Competitors around the world are increasing their investment in basic research, but science funding in the U.S. federal budget is at “the lowest it has been since the Second World War as a fraction of the federal budget,” says MIT physicist Marc Kastner, who led the committee that wrote the report. “This really threatens America’s future.”
MIT researchers looked at 15 different fields and highlighted the potential benefits of increased federal support for research in each area. “Investing in basic research has always paid off over time,” Kastner said. “And even if the future payoffs are not as large, there is no doubt that we will suffer if we do not keep up with those nations that are now making bigger investments than we are.”
Research areas in computer technology that are lagging due to insufficient funding include cyber security, quantum computing, robotics, battery technology, and big data analytics to enable better policy decisions.
The implication is that for a country like Nigeria, China will remain a major source of industrial technology until indigenous research centres like FIIRO, PRODA and others are able to match the rapid industrialisation drive in the country with locally developed technologies.
While reverse technology has been urged by many experts as one way which our scientists can close the technology gap between Nigeria and the rest of the developing world, it is also essential for government to see the need to fund industrial research centres.
Nigeria is an emerging industrial giant and there is need for policy makers to see the need not to abandon research centres or mandate them to be self-sustaining.
If research work in a country like the United States can suffer a set-back from lack of funding, how much more Nigeria where technology is yet to be fully embraced by the cottage industries, to boost productivity.

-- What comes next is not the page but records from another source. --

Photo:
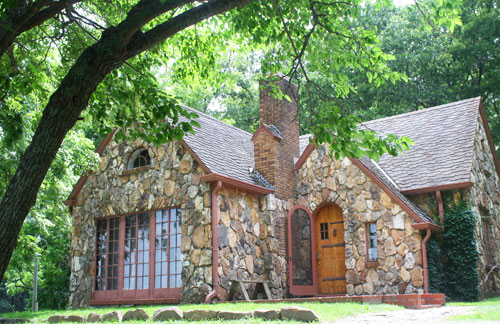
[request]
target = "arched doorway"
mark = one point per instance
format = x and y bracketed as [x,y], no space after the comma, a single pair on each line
[330,246]
[302,252]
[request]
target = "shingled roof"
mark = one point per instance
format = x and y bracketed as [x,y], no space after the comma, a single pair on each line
[443,150]
[223,148]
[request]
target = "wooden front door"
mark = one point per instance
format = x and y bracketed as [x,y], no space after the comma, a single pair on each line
[331,251]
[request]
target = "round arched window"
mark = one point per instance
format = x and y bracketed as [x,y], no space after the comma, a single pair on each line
[139,158]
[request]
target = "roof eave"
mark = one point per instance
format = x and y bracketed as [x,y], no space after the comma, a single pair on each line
[449,186]
[238,184]
[303,157]
[388,191]
[491,143]
[433,227]
[261,128]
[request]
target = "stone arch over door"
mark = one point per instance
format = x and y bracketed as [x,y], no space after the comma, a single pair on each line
[330,249]
[301,252]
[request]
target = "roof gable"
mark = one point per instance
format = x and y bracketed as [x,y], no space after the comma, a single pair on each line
[444,142]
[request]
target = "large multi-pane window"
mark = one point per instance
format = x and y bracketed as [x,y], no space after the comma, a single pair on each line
[139,252]
[168,249]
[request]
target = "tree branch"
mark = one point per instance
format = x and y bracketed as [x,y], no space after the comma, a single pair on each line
[23,18]
[144,41]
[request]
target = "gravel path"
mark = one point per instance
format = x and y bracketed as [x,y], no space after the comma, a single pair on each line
[411,316]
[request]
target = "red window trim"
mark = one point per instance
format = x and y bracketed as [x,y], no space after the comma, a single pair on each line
[138,296]
[370,263]
[297,290]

It is vital for the government of Nigeria to raise its investments in industrial technology rather than leaving it to the private sector, if it is indeed serious about economic diversification – which is built on value addition or the processing of raw materials into finished goods.
Without adequate investments into our research centres any hope of massive industrialisation, job creation and wealth generation cannot be taken seriously.

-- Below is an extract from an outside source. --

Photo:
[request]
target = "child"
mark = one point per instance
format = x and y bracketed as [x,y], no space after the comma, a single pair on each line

Experts have warned that no country will willingly transfer its technology to another for free, the case of the yam pounder should not be forgotten too quickly. A technology that was developed by a Nigerian and because of lack of investors he sold the patent to a Chinese firm that in turn made a fortune manufacturing and exporting them back to Nigerians.
Although the field of quantum computing began in the United States, “there are now large efforts underway in several countries to install and scale up these technologies …. U.S. leadership is not assured, especially given recent budget constraints, while the potential outcomes seem quite important both strategically and commercially.”

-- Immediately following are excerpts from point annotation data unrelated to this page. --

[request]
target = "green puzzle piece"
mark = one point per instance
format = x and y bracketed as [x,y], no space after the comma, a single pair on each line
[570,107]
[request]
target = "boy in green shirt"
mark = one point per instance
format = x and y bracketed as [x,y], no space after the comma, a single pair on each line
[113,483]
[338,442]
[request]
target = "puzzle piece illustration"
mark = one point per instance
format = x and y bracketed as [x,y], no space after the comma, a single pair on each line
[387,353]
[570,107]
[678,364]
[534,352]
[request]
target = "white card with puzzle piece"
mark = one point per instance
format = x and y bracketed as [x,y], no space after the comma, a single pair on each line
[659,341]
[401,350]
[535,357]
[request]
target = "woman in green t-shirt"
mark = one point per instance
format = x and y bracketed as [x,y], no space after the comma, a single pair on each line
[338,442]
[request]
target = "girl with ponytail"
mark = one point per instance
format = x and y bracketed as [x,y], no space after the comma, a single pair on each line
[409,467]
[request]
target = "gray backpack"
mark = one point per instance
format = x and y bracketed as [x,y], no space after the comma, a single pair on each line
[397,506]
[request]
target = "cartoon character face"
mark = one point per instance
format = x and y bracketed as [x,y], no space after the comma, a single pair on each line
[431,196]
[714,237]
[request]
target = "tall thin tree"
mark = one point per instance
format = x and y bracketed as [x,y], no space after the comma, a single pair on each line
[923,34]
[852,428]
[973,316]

Investment in technological development should be considered a high priority area where a conducive and enabling environment ought to be provided for researchers to succeed in their work.
It is unfortunate that today hundreds of technologies and patents are lying on dusty shelves of indigenous research institutes, while authorities and agencies are giving hollow talks about industrialisation.
Apart from the Bank of Industry, no other agency seem to be concerned about the need to link local industries with local research institutes, while these agencies continue to applaud BoI for the extension of a lifeline to them and their technologies, it is instructive to note that the effort of BoI alone is not enough to get them and the end-users out of the woods.
Deliberate policies must be made to adequately fund, develop and transfer indigenously produced technology to industrial end-users. These technologies may not be high end tech for now, but they can help stimulate the much needed dual growth in the R&D and industrial sectors respectively.
“Members of Congress on both sides of the aisle love to pick on public grants to scientific projects whose thumbnail descriptions they can’t understand or they can make sound ridiculous,” the L.A. Times noted. “Usually they pair these exercises in caricature with calls for more ‘practical’ research projects, as though these can be conjured out of thin air.”
“Some areas of research are so strategically important, that for the U.S. to fall behind ought to be alarming,” MIT’s report warns.
Nigeria too should also be on the alert, government and the legislature should look into the state of affairs of indigenous research centres and make the best use of them to sustain and extend our lead in Africa qualitatively, Nigeria has the capacity to develop industrial technology for Africa if well harnessed.